The 12-month forecast is highly uncertain, centered on three scenarios. The base case (50% probability) sees the stock consolidating between $38 and $45 as it works towards profitability. The bull case (25% probability) involves a breakout above the 52-week high of $49.26 toward $55 on strong earnings beats. The bear case (25% probability) forecasts a correction to the $28-$32 support zone on an earnings stumble. The most likely outcome is the base case, as the stock digests its massive rally while the company's fundamentals slowly catch up to its valuation.

COHU is overvalued based on current fundamentals but may be fairly valued if future estimates are met. On trailing metrics, it is deeply overvalued with a negative P/E (-14.8) and a high P/CF of 34.6. The forward P/E of 36.6x is a premium valuation that implies strong confidence in a profit turnaround to an EPS of $2.02. Compared to its own history, trading at 92% of its 52-week high suggests it is at the upper end of its valuation range.

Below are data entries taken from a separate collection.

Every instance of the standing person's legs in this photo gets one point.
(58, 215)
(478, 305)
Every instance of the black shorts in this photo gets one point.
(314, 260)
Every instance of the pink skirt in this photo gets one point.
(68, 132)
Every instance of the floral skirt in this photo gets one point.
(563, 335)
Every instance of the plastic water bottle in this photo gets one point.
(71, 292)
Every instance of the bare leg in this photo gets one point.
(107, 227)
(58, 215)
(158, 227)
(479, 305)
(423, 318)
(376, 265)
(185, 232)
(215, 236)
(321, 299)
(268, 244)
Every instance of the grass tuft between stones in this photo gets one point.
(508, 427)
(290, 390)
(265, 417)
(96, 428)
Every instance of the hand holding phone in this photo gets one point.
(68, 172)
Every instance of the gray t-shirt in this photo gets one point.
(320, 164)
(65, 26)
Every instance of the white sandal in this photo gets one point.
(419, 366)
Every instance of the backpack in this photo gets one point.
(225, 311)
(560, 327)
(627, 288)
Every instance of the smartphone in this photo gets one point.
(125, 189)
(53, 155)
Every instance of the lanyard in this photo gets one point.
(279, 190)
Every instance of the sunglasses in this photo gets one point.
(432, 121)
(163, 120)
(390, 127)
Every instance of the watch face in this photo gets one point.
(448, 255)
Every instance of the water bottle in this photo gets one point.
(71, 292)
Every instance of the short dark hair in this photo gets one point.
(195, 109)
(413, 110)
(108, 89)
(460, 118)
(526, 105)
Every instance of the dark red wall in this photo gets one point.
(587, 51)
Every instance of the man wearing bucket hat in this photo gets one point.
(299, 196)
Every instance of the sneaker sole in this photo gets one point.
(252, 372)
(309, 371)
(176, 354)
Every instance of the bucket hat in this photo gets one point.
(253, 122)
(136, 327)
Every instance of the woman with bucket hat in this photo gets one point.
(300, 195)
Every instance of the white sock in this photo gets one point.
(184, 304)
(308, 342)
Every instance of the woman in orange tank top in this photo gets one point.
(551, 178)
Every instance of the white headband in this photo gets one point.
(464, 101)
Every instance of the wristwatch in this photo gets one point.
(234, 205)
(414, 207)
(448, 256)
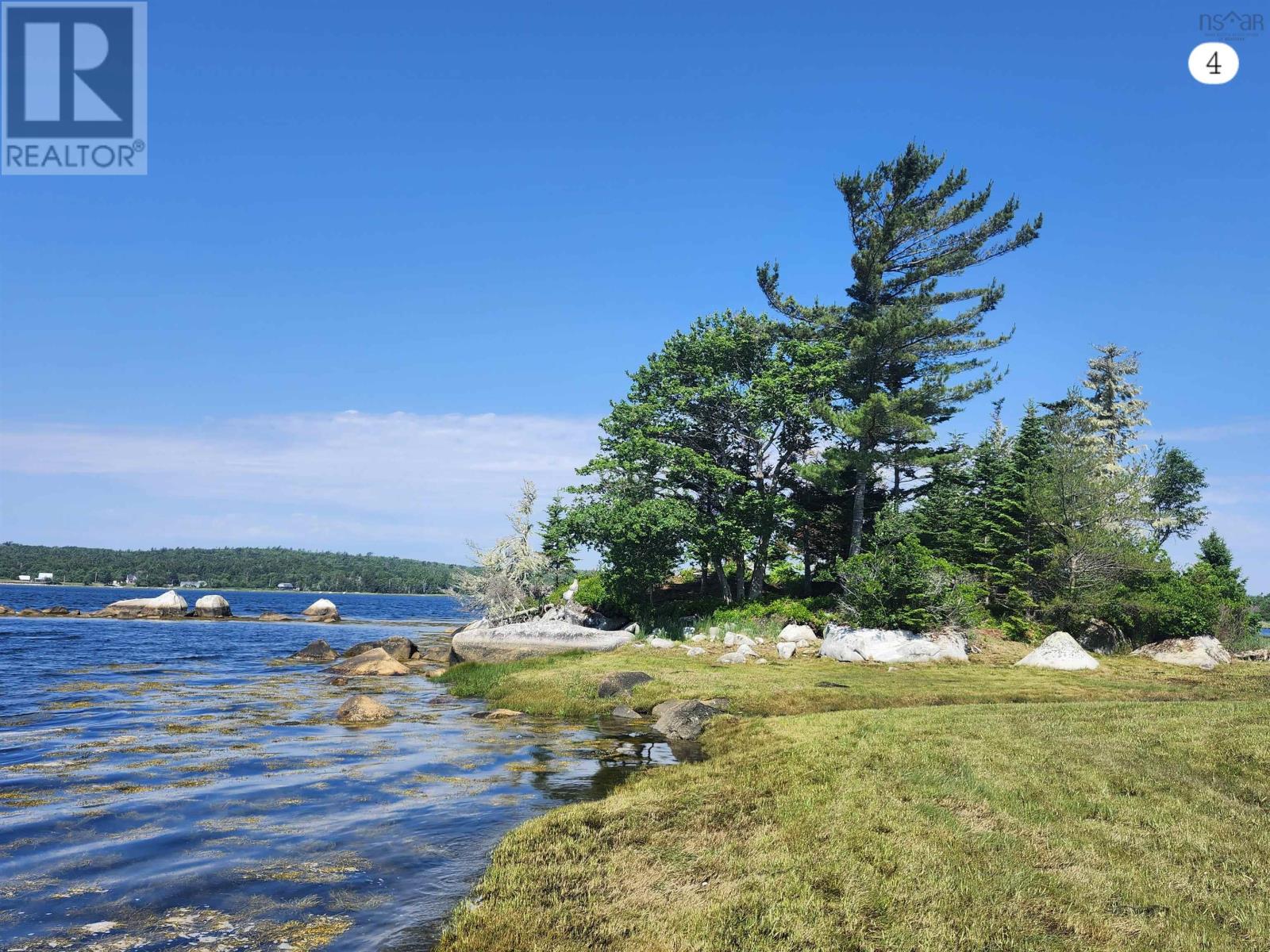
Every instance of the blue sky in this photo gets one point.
(391, 257)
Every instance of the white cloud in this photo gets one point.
(400, 482)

The market is clearly valuing future growth over present reality, making it vulnerable to multiple compression if growth disappoints.

COHU is a speculative buy, not a good buy for most investors. At its current price of $45.59, the stock has already surged 183.7% in a year, pricing in a significant earnings recovery. The forward P/E of 36.6x is a premium multiple that leaves little margin for error. It could be a good buy for a very risk-tolerant investor who believes the AI equipment cycle will accelerate and that COHU will definitively return to profitability, but the asymmetric risk is skewed to the downside. A more attractive entry would be after a significant pullback.

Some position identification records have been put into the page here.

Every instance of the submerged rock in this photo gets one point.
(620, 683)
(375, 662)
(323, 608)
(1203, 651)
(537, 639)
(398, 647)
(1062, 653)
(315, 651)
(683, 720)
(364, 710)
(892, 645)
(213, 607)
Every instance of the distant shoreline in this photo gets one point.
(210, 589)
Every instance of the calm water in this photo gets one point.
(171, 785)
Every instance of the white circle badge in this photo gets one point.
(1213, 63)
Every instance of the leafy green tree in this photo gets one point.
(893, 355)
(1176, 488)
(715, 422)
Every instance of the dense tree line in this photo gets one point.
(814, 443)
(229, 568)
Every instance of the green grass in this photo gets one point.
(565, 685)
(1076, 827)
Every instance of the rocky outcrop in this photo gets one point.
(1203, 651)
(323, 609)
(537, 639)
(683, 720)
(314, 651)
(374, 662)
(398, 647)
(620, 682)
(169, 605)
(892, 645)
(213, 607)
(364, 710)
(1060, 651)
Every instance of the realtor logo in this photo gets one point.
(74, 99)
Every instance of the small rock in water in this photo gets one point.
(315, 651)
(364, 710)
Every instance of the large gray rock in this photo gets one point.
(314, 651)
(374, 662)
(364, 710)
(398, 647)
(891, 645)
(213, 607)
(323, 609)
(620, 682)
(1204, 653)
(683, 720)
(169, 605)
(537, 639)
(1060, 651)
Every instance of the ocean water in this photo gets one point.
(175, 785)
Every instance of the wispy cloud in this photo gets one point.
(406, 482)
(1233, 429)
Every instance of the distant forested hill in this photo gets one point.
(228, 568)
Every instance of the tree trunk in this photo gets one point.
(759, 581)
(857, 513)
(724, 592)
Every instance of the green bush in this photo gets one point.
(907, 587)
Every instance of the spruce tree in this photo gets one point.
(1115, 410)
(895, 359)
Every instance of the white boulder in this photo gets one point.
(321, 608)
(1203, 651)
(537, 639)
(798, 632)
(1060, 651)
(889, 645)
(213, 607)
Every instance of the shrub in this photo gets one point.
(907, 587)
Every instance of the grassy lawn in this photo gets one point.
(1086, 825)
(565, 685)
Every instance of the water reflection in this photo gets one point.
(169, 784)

COHU is not suitable for traditional long-term "buy and hold" investing due to its high volatility, lack of profitability, and speculative nature. It is more appropriate for tactical, shorter-term trading around thematic trends and earnings events. Given its high beta (implied by its massive outperformance of the SPY) and zero dividend yield, it offers no stability for income investors. A suggested minimum holding period does not apply; this is a trading vehicle for those monitoring the semiconductor cycle closely. Investors should have a defined exit strategy based on technical levels or specific fundamental milestones.